En vertu de l'article 41 du décret du 22 juillet 1957, les lois et décrets relatifs à ces matières à la date d'entrée en vigueur du décret restent en vigueur jusqu'à leur modification ou leur abrogation par délibération de l'assemblée territoriale. Les délibérations prises par l'assemblée territoriale dans ces matières peuvent intervenir nonobstant toutes dispositions législatives ou réglementaires contraires antérieures à la date d'entrée en vigueur du décret. Elles devront toutefois respecter les conventions internationales, la législation et la réglementation en matière de code de commerce et de code maritime, les dispositions de la loi du 15 décembre 1952, de la loi du 30 avril 1946 et des décrets pris pour son application, des décrets n° 55-625 et 55-634 du 20 mai 1955, des lois et règlements sur la répression des fraudes et sur le contrôle des poids et mesures et des codes de déontologie.
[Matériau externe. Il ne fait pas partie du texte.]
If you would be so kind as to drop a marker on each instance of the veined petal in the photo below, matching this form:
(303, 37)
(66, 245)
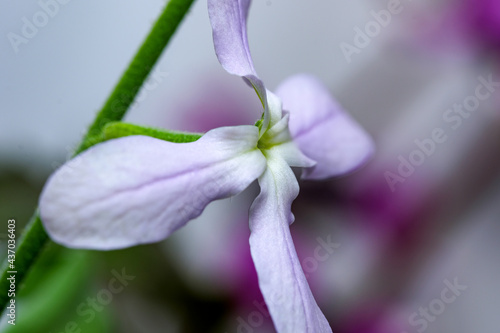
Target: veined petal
(138, 189)
(229, 29)
(322, 130)
(281, 279)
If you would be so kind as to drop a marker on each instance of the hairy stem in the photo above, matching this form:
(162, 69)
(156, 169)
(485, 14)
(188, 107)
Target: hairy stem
(34, 237)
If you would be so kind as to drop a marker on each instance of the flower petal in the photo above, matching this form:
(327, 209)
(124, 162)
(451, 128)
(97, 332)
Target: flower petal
(228, 19)
(322, 130)
(138, 189)
(281, 279)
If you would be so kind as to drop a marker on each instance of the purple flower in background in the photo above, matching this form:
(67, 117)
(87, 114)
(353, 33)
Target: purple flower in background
(138, 189)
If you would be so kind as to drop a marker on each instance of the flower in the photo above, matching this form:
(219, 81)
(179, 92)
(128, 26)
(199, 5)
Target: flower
(138, 189)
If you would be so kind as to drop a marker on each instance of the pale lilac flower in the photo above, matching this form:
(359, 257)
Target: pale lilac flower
(138, 189)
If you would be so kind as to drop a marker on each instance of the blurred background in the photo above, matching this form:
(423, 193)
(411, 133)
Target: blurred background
(412, 235)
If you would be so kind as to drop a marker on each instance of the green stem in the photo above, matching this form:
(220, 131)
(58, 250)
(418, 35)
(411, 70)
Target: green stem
(34, 237)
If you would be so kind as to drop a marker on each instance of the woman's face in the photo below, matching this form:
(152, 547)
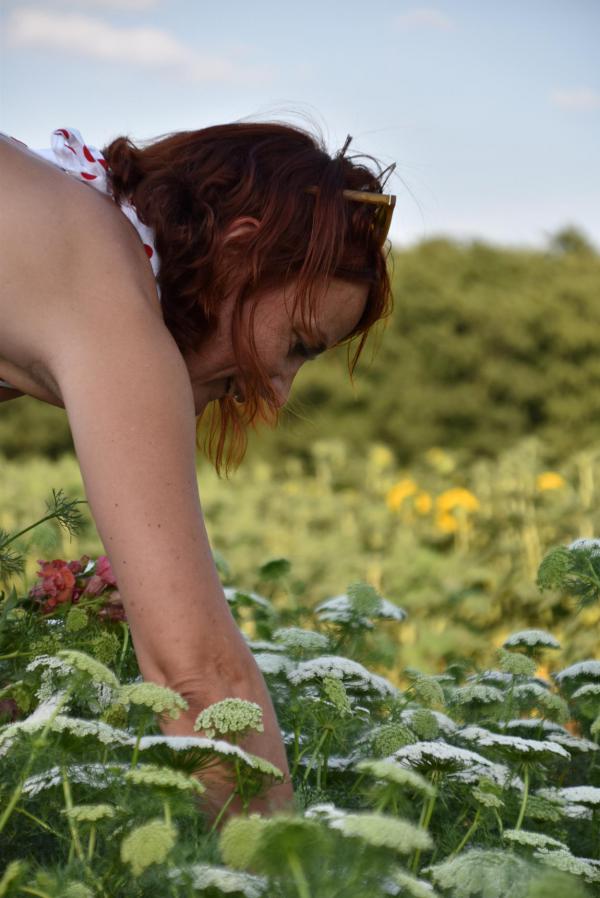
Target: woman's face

Les compétences réglementaires du conseil territorial des îles Wallis et Futuna , définies par l'article 8 du décret n°62-228 du 14 mars 1962, sont les suivantes :

a) la réglementation économique du commerce intérieur, des prix et des loyers, l'application et le contrôle de la réglementation générale sur les poids et mesures, l'application et le contrôle de la législation métropolitaine sur la répression des fraudes alimentaires ;

b) l'organisation des chefferies ;

c) l'organisation des foires et marchés ;

d) les mesures d'application de la réglementation relative au soutien à la production ;

e) la création des organismes assurant dans le territoire la représentation des intérêts économiques, après avis de l'assemblée territoriale ;

f) l'organisation des circonscriptions territoriales, la création éventuelle et l'organisation de collectivités locales ;

g) les statuts particuliers des cadres territoriaux de fonctionnaires, les régimes de rémunération, de congés, d'avantages sociaux, après avis de l'assemblée territoriale ;

h) les modalités d'application du code du travail.

                En outre sont soumis à l'examen du conseil en application de l'article 9 de ce même décret les questions relatives à l'administration des intérêts patrimoniaux et aux travaux publics territoriaux.